In der näheren Umgebung von Caracas, der hektischen Hauptstadt von Venezuela, gibt es einige interessante Orte, die sich der Besucher des lateinamerikanischen Landes auf keinen Fall entgehen lassen sollte. Für Naturliebhaber zählt dazu auf jeden Fall der Parque Nacional el Ávila, der sich im Norden der Metropole auf einer Länge von 90 Kilometern über das Küstengebirge erstreckt. Der höchste Berg im Nationalpark ist der Pico Naiguatá, mit einer Höhe von 2.765 Metern. 

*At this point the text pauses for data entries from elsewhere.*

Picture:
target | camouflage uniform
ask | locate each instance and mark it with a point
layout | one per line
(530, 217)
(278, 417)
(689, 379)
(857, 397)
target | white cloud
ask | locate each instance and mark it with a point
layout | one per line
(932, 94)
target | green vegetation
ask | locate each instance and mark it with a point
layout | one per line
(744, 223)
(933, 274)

Nicht ganz so hoch, mit seinen 2.105 Metern, ist der Pico El Ávila, der aber dennoch die meisten Besucher anzieht. Eine vier Kilometer lange Seilbahn bringt die Touristen von der Talstation Maripérez auf den Gipfel. Erwachsene zahlen 9,50 Dollar für die Fahrt. Auf der Südseite der Bergkette wohnen keine Menschen, dafür wurden dort aber Wanderwege angelegt, die sich über rund 200 Kilometer erstrecken. Der Parque Nacional el Ávila übertrifft von der Qualität seiner Wanderrouten alle anderen Nationalparks in Venezuela. Die Beschilderung der Wege ist ausgezeichnet – außerdem gibt es inzwischen einige Campingplätze, in denen die Wanderer übernachten können.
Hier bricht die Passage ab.